October 11, 2009

Dear Friends,

A time to plant.
Took a few days of vacation last week. Went to Lynchburg to check in with my brother and ninety-one year old mom. I’m happy to say that both of them are doing very well, although my preacher brother has a lot of pastoral care to do this week after Virginia Tech’s loss to the Ramblin’ Wreck.
     One afternoon while mom was taking her after lunch siesta, Bob and I took a tour of Poplar Forest, Thomas Jefferson’s country estate where he retreated from the demands of life at Monticello. Poplar Forest came to Jefferson as a bequest from his wife’s father. It was originally a working farm of over 4,500 acres. Jefferson designed and built a beautiful octagonal house on the property, two bedrooms, a parlor/library, two small vestibules and in the center of the house, a beautiful square dining room. The farm was known as Poplar Forest before Jefferson and his wife inherited it because of the dense groves of poplar trees on the property. There are still poplars within fifty yards of the house that would have been young trees when Jefferson lived there.

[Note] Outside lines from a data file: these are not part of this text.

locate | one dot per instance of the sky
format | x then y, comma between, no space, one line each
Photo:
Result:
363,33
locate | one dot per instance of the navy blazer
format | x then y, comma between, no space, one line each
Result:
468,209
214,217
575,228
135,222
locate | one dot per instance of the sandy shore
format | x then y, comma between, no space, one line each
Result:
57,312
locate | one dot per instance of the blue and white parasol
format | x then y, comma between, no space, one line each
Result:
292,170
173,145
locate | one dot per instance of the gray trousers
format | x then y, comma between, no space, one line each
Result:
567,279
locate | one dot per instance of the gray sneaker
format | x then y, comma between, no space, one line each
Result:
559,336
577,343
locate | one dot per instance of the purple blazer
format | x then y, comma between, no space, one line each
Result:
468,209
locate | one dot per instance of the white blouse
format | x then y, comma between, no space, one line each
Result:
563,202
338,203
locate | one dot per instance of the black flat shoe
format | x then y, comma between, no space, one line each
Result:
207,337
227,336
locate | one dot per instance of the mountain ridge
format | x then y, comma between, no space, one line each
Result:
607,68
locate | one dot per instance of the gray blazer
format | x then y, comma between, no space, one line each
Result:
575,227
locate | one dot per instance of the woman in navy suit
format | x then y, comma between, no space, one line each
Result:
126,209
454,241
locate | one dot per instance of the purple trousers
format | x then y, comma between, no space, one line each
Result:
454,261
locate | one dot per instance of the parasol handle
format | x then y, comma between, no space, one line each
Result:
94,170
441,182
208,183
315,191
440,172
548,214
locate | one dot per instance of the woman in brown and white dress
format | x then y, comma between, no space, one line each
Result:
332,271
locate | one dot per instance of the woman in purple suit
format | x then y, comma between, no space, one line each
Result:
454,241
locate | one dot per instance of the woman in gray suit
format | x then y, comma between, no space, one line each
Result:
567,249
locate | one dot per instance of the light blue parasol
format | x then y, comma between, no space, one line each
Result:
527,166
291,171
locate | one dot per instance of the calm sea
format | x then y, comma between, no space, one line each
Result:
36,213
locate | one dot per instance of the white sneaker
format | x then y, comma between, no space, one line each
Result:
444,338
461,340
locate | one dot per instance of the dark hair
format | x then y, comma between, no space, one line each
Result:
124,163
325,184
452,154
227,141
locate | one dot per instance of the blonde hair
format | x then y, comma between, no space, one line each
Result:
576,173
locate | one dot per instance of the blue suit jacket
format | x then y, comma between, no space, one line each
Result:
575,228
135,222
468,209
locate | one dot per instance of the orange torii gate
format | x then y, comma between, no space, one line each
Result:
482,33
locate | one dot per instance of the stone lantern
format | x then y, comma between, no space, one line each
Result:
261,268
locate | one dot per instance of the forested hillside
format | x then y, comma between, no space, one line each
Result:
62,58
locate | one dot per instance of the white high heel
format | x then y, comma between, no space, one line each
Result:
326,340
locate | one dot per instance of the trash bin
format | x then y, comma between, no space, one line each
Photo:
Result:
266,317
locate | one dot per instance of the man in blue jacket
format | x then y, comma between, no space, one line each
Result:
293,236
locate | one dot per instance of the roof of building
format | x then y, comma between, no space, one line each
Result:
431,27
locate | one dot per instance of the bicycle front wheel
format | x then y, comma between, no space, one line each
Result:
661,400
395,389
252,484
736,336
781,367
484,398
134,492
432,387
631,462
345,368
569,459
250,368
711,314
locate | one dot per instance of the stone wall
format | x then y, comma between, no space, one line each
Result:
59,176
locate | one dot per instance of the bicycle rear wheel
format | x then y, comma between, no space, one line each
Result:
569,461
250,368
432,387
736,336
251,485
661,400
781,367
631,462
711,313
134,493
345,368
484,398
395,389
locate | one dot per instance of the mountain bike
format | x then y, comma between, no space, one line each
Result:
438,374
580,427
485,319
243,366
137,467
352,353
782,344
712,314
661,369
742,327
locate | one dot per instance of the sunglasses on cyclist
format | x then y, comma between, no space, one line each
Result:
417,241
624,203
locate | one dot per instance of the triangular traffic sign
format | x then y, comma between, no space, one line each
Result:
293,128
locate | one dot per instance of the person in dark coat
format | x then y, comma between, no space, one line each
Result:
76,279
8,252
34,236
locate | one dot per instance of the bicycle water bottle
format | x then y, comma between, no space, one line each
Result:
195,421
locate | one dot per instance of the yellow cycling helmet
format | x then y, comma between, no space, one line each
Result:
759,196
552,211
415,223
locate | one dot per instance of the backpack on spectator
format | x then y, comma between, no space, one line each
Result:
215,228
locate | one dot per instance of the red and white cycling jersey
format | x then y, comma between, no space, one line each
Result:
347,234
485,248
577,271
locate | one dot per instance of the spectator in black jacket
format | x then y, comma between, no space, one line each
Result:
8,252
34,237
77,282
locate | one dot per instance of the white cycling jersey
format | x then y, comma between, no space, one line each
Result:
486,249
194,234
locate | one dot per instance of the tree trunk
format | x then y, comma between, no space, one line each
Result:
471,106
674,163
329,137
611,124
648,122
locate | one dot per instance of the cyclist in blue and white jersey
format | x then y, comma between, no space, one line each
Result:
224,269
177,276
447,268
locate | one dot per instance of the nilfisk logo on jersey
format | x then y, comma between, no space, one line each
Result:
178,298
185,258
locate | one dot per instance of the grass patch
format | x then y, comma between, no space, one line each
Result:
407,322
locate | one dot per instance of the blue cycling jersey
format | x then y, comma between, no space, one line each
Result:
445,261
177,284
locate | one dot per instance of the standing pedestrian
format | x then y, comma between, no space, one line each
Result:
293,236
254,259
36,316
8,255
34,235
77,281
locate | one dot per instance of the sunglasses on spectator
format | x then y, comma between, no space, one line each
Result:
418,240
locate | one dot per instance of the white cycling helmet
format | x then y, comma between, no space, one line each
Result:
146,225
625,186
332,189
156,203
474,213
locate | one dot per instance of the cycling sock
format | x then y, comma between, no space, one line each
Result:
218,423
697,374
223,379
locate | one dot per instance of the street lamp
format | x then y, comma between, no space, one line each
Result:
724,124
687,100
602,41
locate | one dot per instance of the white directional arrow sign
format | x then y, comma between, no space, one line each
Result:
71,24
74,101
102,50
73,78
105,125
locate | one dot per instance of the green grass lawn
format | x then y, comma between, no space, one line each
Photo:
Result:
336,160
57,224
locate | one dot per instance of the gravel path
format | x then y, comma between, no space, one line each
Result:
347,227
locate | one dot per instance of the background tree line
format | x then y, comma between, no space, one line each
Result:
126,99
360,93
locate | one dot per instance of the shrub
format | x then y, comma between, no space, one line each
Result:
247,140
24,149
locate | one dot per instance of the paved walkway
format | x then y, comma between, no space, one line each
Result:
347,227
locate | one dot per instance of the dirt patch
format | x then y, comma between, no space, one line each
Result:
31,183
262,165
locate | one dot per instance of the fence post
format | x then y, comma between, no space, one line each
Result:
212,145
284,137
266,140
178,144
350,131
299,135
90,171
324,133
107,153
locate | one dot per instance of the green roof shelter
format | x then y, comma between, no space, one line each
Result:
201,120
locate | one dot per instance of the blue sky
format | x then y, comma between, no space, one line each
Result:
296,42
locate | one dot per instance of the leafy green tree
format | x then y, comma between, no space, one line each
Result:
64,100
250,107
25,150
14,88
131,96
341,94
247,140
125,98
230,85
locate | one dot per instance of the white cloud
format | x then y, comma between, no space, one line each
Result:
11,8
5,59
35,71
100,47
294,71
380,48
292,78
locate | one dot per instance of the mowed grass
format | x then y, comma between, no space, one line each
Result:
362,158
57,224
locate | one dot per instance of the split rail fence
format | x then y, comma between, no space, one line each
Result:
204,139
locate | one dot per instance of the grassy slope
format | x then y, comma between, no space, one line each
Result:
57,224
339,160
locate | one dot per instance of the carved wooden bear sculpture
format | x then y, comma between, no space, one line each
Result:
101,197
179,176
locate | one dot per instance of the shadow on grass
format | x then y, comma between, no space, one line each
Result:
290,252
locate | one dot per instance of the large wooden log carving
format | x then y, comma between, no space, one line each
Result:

     In addition to designing the house, Jefferson paid close attention to the landscaping of the area.  He designed a sunken lawn like he had seen at country villas in Europe and kept meticulous records of all of the trees, shrubs and flowers that he planted. Let me encourage you to take the virtual tour at www.poplarforest.org
     Inspired by Jefferson, I spent a morning after I returned home making the yard presentable.  Trimmed a few limbs, mulched a bunch of leaves, cut the iris back, and planted some bulbs that I had bought in Lynchburg. The bulbs, daffodils and paperwhites, are sitting in the increasingly cool earth, waiting for the sun to get higher in the sky. By the time they push thru the mulch that covers them, I will have forgotten where I planted them, maybe even that I planted them. I suspect that I will be surprised by spring.
     It occurs to me that much of what we do in the church is a lot like the fall planting of spring blooming bulbs. It is an act of faith. What we do does not bear immediate fruit, and there is no way to measure the immediate impact of efforts. I think that it was either Desmond Tutu or Nelson Mandela who said something like, “we do not usher in the Kingdom of God. We plant and another waters for a harvest yet to come.” The impatient who want to see immediate results, results that can be quantified and graphed and presented as proof of efficiency and effectiveness will undoubtedly be frustrated by life in the church. That does not make what we do any less
real or significant.
     I believe that what we do makes a difference. It makes a difference in the lives of individuals who begin to sense that they are a part of something larger than themselves, and in that discovery, find meaning and purpose for their own life. And equally important, when we are at our best, we live as a community that subtly shapes the larger community of which we are a part and makes the world a more livable place for all of God’s children. Jesus talked about leaven, working quietly and unseen, and yet deeply influencing the shape of the bread to be.
     This coming Sunday we will celebrate a children’s sabbath at Central. I deeply hope that some of the children that we see in our Sunday School classes and in KidSing and coming down front for the children’s moment in worship will grow up to be people who love and nurture and care for the church. But I am equally hopeful that they grow up to be thoughtful, honest, compassionate, justice-seeking, peace-loving members of the human family. We plant those bulbs hoping, trusting, knowing, that spring will come.